L’influence des meutes de loups

Un peu plus à l’ouest, au sud de Rarogne, une louve a donné naissance à sa première portée. Seconde du pays après celle de Calanda dans les Grisons, une meute d’au moins quatre individus rôde désormais dans les forêts du Haut-Valais. Elle a été prise en photo pour la première fois il y a quelques jours. Les loups sont particulièrement impopulaires dans cette région qui compte de nombreux éleveurs de moutons. Il y a quelques mois, un cadavre de canidé a été retrouvé sur les rives du Rhône.

Les loups sont beaucoup plus efficaces lorsqu’ils travaillent en meute

Régulièrement accusés de braconnage par les organisations écologiques, les chasseurs ne cachent pas leur réticence à partager le gibier avec les grands prédateurs. Par contre, ils jurent qu’ils respectent les règles. Curieux face à une nouvelle expérience, ils attendent impatiemment de pouvoir évaluer l’influence de la meute de loups sur les ongulés. Les cerfs pourraient diminuer, ou alors changer leurs habitudes sous la pression: «Les loups sont beaucoup plus efficaces lorsqu’ils travaillent en meute.»

Christophe Dabellay le chasseur

Alors que les chasseurs haut-valaisans partagent leurs meilleures anecdotes de la journée, deux Romands font irruption dans le petit groupe qui se rassemble sur les berges du Rhône. Ancien président du parti démocrate chrétien suisse, Christophe Darbellay accompagne James Derivaz, le président de la Diana de Martigny, association des chasseurs du coude du Rhône. Tôt le matin, «après le café-schnaps» il a abattu une biche sur les hauts de Riederalp, «d’un seul coup, en plein cœur, à environ 80 mètres». Il a choisi le faon plutôt que la biche qui l’accompagnait.

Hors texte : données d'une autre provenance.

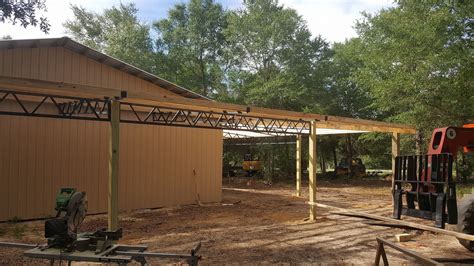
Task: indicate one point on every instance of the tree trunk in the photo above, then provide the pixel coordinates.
(350, 153)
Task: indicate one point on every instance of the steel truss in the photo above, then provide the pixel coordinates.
(149, 114)
(70, 107)
(54, 106)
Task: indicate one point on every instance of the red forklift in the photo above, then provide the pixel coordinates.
(427, 185)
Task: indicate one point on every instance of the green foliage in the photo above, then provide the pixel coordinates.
(190, 46)
(411, 63)
(24, 12)
(274, 60)
(417, 63)
(116, 32)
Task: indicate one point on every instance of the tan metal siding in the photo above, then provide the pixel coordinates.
(157, 165)
(62, 65)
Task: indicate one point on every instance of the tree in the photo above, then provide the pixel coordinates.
(418, 63)
(116, 32)
(190, 46)
(274, 59)
(24, 12)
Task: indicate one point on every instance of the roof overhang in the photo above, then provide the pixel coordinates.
(91, 53)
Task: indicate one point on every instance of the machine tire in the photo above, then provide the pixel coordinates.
(466, 220)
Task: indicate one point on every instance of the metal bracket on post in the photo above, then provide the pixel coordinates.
(312, 171)
(114, 115)
(298, 165)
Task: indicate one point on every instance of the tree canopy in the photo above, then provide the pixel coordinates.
(411, 63)
(25, 13)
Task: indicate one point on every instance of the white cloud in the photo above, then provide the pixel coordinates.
(334, 20)
(58, 12)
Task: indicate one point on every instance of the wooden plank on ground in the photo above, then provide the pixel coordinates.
(405, 223)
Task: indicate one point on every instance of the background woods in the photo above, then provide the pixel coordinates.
(410, 63)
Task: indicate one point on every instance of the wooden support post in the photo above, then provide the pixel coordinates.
(395, 153)
(298, 165)
(113, 165)
(312, 160)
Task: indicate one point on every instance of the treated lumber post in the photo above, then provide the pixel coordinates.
(312, 160)
(113, 164)
(298, 165)
(395, 153)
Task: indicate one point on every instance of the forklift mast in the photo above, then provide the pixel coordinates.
(450, 139)
(426, 181)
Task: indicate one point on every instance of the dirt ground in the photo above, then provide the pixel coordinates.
(258, 223)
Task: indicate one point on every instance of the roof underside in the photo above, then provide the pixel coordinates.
(237, 134)
(102, 58)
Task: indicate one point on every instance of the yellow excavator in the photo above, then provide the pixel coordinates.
(251, 165)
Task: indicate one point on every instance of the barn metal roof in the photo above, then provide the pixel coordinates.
(89, 52)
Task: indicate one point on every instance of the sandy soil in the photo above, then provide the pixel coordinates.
(263, 224)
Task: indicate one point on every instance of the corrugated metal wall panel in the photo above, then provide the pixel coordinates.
(62, 65)
(157, 165)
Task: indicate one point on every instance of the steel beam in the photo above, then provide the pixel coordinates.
(158, 115)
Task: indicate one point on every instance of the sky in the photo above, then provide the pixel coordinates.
(332, 19)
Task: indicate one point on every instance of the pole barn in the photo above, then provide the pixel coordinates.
(159, 166)
(71, 116)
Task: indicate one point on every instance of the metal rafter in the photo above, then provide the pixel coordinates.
(70, 107)
(157, 115)
(54, 106)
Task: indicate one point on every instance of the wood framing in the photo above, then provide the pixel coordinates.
(114, 165)
(298, 165)
(312, 163)
(395, 153)
(166, 100)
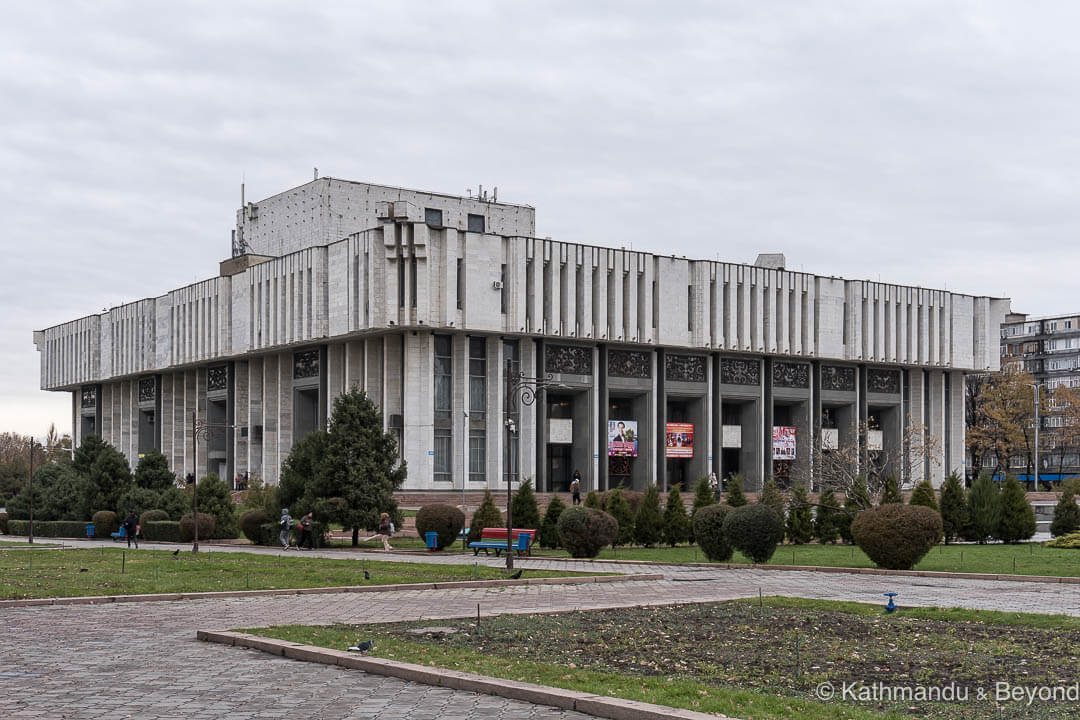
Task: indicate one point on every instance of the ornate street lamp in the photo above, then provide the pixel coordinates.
(521, 390)
(205, 431)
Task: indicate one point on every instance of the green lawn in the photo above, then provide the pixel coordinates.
(746, 661)
(1025, 559)
(40, 573)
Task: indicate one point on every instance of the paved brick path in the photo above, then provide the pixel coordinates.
(142, 660)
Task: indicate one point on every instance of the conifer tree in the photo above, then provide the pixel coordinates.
(1016, 517)
(619, 508)
(648, 522)
(736, 497)
(799, 525)
(676, 521)
(954, 507)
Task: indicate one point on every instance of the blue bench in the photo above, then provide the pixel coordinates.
(498, 545)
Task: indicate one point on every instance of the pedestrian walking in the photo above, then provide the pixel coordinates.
(284, 526)
(131, 528)
(306, 534)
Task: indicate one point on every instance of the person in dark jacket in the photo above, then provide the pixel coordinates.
(131, 528)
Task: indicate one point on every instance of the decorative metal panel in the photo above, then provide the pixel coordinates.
(685, 368)
(736, 371)
(629, 364)
(217, 378)
(572, 360)
(147, 390)
(306, 364)
(791, 375)
(882, 381)
(834, 377)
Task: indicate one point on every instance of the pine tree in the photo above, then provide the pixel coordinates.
(676, 521)
(488, 516)
(648, 524)
(549, 528)
(736, 497)
(1016, 517)
(799, 519)
(771, 498)
(824, 524)
(526, 514)
(890, 492)
(1066, 513)
(702, 498)
(954, 507)
(619, 508)
(984, 510)
(923, 494)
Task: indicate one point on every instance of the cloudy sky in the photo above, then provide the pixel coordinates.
(921, 143)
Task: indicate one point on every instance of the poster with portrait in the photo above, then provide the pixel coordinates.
(678, 440)
(622, 438)
(783, 443)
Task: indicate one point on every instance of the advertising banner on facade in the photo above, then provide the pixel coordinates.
(783, 443)
(622, 438)
(679, 439)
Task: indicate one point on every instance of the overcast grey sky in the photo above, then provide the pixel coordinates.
(923, 143)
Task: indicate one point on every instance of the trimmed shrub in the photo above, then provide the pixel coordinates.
(486, 516)
(1016, 517)
(754, 530)
(206, 525)
(648, 522)
(525, 515)
(105, 522)
(676, 521)
(583, 531)
(152, 516)
(954, 507)
(923, 494)
(447, 520)
(1066, 514)
(50, 528)
(619, 508)
(896, 537)
(251, 525)
(826, 517)
(736, 497)
(799, 518)
(164, 531)
(709, 531)
(549, 528)
(1070, 541)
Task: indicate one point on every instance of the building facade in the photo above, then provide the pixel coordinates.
(653, 368)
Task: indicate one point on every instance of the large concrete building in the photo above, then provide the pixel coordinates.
(660, 368)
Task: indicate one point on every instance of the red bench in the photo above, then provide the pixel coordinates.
(496, 539)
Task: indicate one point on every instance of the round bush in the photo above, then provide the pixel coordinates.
(583, 531)
(896, 537)
(152, 516)
(251, 525)
(447, 520)
(206, 525)
(754, 530)
(709, 532)
(105, 522)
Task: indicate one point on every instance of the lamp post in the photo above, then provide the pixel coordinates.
(521, 390)
(205, 431)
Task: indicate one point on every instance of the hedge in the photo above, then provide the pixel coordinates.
(49, 528)
(165, 531)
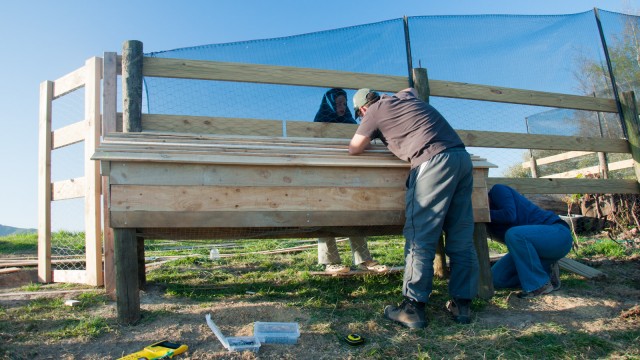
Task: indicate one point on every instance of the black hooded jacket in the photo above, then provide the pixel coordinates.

Sur une seule journée, une trentaine d’ongulés ont connu un sort similaire dans les prés qui surplombent la station. De nombreux chasseurs ont pris de l’altitude grâce au télésiège voisin. Dans un périmètre très réduit, ils étaient quatre, embusqués pour surprendre les animaux «à découvert». Pour un homme qui s’approche des deux francophones, «là-haut, c’était un peu l’autoroute». Il raconte comment une biche a miraculeusement échappé au piège pendant qu’une autre était frappée de quatre projectiles.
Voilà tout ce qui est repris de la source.